Kondisi ini berdampak langsung pada tingginya angka kemiskinan. Pulau Kei Besar menyumbang 67% dari total kemiskinan ekstrim di Malra. Data juga mencatat, lebih dari separuh rumah tidak layak huni, serta ribuan warga masih kesulitan akses air bersih dan sanitasi layak.
Potensi Melimpah, Tapi Rakyat Belum Sejahtera
Ironisnya, di balik kesulitan itu, Pulau Kei Besar menyimpan kekayaan alam yang luar biasa. Sektor perikanan, perkebunan (kelapa dan pala), serta pariwisata adalah andalan utama.

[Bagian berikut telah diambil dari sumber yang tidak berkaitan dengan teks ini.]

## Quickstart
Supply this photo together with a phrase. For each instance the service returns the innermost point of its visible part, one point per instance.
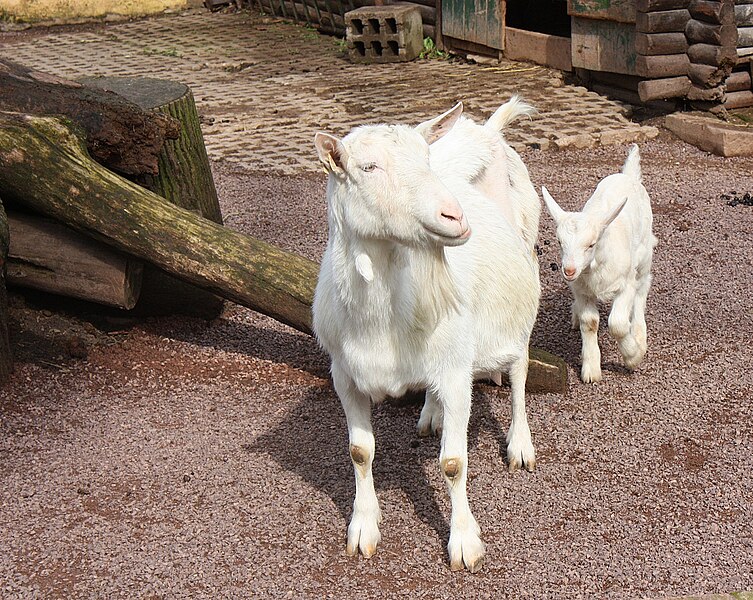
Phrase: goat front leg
(520, 450)
(621, 329)
(363, 531)
(465, 546)
(588, 318)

“Produksi kelapa kita tertinggi di Maluku, kontribusi 20,18% dari total provinsi. Tapi sayang, pengolahannya masih tradisional menjadi kopra yang nilainya rendah. Begitu juga ikan, nelayan kecil sulit tembus pasar karena jarak dan transportasi,” bebernya.

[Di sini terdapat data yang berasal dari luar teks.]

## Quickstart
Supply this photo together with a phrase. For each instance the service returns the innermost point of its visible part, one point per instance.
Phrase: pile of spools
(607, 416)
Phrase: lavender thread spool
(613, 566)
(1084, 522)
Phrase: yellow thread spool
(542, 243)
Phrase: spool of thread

Untuk mengatasi hal ini, Pemda mendorong konsep pengembangan terintegrasi dengan menjadikan Kota Elat sebagai Hub atau sentra ekonomi dan pelayanan. Rencana strategis meliputi pembangunan Pasar Elat yang baru, Terminal Tipe C, serta pengembangan Dermaga Elat agar Tol Laut berjalan lebih efektif.
SDM dan Pelayanan Publik Masih Rendah
Di bidang pembangunan manusia, Thaher mengakui Indeks Pembangunan Manusia (IPM) Malra masih di angka 71,16, di bawah rata-rata provinsi. Di sektor pendidikan dan kesehatan, banyak fasilitas yang masih di bawah standar.
“Dari 11 Puskesmas, hanya 3 yang kondisinya baik, sisanya rusak. Begitu juga dengan Pustu, 10 dari 18 kondisinya rusak berat. Dampaknya nyata, Angka Kematian Ibu dan Bayi masih tinggi, serta cakupan layanan kesehatan belum maksimal,” tegasnya.
Rumah dinas bagi tenaga kesehatan dan guru juga menjadi sorotan, karena saat ini sebagian besar masih menumpang di rumah warga, sehingga mengganggu kinerja pelayanan.
Harapan untuk Pusat
Melalui forum ini, Bupati Thaher berharap adanya perhatian lebih dan sinergi kuat antara pemerintah daerah dengan kementerian/lembaga.
“Kami tidak meminta hal yang mustahil, hanya meminta agar perhatian negara benar-benar dirasakan di pelosok. Infrastruktur diperbaiki, ekonomi digerakkan, dan pelayanan dasar ditingkatkan. Agar status perbatasan ini benar-benar membawa kemakmuran bagi rakyat,” pungkasnya.